In this case study, we will fit a Two-way ANOVA model, meaning that our dependent variable will be written as a function of two categorical regressor. The objective here will be checking for interaction between the factors, and see how we can interpret the effects in both scenarios, namely, “with interaction” and “with no interaction”. To do this, we will fit the model, check the assumptions, interpret it, and predict new values based on this fitted model.
For this problem, we will study how the amount of carbon fiber and sand additions affect the hardness of a certain material. You can download the .csv
file here.
This data set contains the following variables:
sand
(multi-valued discrete)carbon
(multi-valued discrete)hardness
(continuous)In order to explore the data set and perform initial analyses, we have to read it (with R
) first. Provided that the .csv
file is saved within the datasets/
folder, one can read the file in the following way.
col.names <- c('sand', 'carbon', 'hardness')
hardness <- read.csv(file = 'datasets/hardness.csv', header = FALSE, sep = ',', col.names = col.names)
head(hardness, 5)
## sand carbon hardness
## 1 0 0 61
## 2 0 0 63
## 3 15 0 67
## 4 15 0 69
## 5 30 0 65
Now, let’s see a summary of our data.
summary(hardness)
## sand carbon hardness
## Min. : 0 Min. :0.00 Min. :61.00
## 1st Qu.: 0 1st Qu.:0.00 1st Qu.:67.50
## Median :15 Median :0.25 Median :69.00
## Mean :15 Mean :0.25 Mean :69.61
## 3rd Qu.:30 3rd Qu.:0.50 3rd Qu.:74.00
## Max. :30 Max. :0.50 Max. :74.00
As one can see from the above table, the multi-valued discrete attributes are being interpreted as numeric; however, we should set them as factor. For changing them, we can do the following
hardness$sand <- factor(hardness$sand, levels = c(0, 15, 30), labels = c('lowS', 'medS', 'highS'))

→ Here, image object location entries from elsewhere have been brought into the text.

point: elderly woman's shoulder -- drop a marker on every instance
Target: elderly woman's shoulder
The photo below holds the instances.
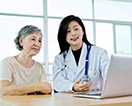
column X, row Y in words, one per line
column 8, row 59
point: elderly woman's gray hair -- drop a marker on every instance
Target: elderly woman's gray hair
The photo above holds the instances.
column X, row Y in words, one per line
column 24, row 31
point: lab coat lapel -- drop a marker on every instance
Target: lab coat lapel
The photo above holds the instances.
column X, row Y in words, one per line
column 70, row 61
column 81, row 64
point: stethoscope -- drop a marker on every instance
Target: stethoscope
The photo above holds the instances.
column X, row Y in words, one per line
column 85, row 77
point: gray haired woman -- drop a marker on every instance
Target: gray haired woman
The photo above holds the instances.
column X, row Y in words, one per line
column 20, row 74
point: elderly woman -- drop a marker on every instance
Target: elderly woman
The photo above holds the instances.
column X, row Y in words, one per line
column 20, row 74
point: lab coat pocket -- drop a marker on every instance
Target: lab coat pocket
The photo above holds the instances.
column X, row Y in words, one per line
column 69, row 74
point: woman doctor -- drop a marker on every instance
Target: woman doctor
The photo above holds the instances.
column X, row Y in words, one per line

hardness$carbon <- factor(hardness$carbon, levels = c(0.00, 0.25, 0.50), labels = c('lowC', 'medC', 'highC'))
summary(hardness)
## sand carbon hardness
## lowS :6 lowC :6 Min. :61.00
## medS :6 medC :6 1st Qu.:67.50
## highS:6 highC:6 Median :69.00
## Mean :69.61
## 3rd Qu.:74.00
## Max. :74.00
Once we have the data, we can do a few plots that might help us understanding our problem. We can start by doing two different boxplots for the two categorical variables.
boxplot(hardness ~ sand, data = hardness)
boxplot(hardness ~ carbon, data = hardness)
From both plots, it seems like there is a difference in one of the treatments (low doses for both sand and carbon) regarding the hardness of the material. However, we should only analyse the two factors separately if we can conclude that there is no interaction between them, meaning that there is no partial effect of one factor over the other. To see this, let’s use the interaction.plot()
function to explore the possible interactions between the factors.
interaction.plot(x.factor = hardness$sand, trace.factor = hardness$carbon, response = hardness$hardness)
interaction.plot(x.factor = hardness$carbon, trace.factor = hardness$sand, response = hardness$hardness)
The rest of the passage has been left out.